Every operation the PC performs is based on the presence or absence of electronic signals. When you plug your PC’s power into your 120-volt AC (alternating current) wall socket, you actually plugging in the PC’s power supply. The power supply, in turn, transforms the voltage into the 5-volt DC (direct current) that the computer can use. Within your PC’s system unit, in turn, other devices, such as the mother board and disk drives, plug into the power supply. Occasionally, a power supply will fail, and you must replace it.
Recognizing A Failed Power Supply
When your PC’s power supply does not work, your PC will not start. In addition, when the power supply fails, you will not hear the PC’s fan whir. The PC’s fan in contained within the power supply.
Do not jump to the assumption that your power supply is bad just because your system does not start and you cannot hear the fan whir.

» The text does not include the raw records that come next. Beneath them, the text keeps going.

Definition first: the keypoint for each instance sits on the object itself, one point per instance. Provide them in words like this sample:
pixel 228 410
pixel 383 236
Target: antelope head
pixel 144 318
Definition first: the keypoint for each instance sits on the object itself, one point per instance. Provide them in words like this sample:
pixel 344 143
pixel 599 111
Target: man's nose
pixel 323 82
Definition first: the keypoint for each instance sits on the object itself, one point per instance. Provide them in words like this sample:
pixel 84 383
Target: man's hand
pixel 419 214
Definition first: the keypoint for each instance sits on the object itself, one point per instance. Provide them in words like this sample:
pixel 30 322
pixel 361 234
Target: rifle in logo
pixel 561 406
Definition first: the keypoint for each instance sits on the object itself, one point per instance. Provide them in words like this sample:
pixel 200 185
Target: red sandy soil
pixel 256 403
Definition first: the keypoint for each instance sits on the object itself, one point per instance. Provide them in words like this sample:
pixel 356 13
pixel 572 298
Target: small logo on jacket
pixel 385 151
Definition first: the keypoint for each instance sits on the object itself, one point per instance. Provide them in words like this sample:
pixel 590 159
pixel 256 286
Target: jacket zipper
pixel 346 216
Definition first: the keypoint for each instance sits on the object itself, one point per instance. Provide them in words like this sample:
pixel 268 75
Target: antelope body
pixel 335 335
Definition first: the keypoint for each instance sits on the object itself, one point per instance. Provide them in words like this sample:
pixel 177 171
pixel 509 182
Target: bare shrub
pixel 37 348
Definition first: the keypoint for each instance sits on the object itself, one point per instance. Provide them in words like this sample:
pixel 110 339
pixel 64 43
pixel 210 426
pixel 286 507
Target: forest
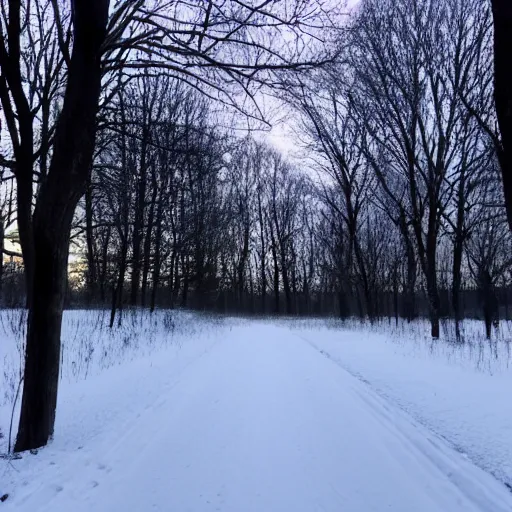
pixel 392 208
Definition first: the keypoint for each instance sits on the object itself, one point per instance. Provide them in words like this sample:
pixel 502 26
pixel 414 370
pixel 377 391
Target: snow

Instead, first double-check the PC’s power plugs to ensure that they are plugged in correctly. Next, verify that the wall outlet into which the PC is plugged is working (you may have to plug a different device, such as a lamp into the outlet to verify the outlet is working).
If you are using a surge suppresser, remove the suppresser and plug your PC directly into a working wall outlet. When a surge suppresser captures an electrical spike, it will normally trip an internal breaker. Most surge suppresser have reset button you can press to restore the suppressor’s normal operation.
Replacing Your PC’s Power Supply
- To replace your PC’s power supply, first power off and unplug the PC system unit. Next remove the system unit cover. Place the screws your remove in a safe location.
- Within your system unit, locate the small power supply cables and their plugs.
- To remove the plugs, you might need to rock the plugs, you might need to rock the plugs gently from right to left. Be careful to grasp the plugs, not the wires attached to the plugs, or you might damage the power-supply cables.
- There are normally several screws that hold the power supply to the back of the system unit. Remove these screws and place them in a safe location.
- The power supply should not lift out from your system unit easily. Be careful as you lift the power supply from the system unit. The power supply is heavier than it looks.
- Make sure you do not set the power supply (or let it fall, in the case of a tower configuration) on top of any fragile components.
- Place your new power supply into the system unit and replace the screws that attach the power supply to the system unit.
- Next, plug in your motherboard, disk drives, and other devices you may have unplugged from the power supply.
Note: The power supply plugs are shaped so that can be plugged in only one way.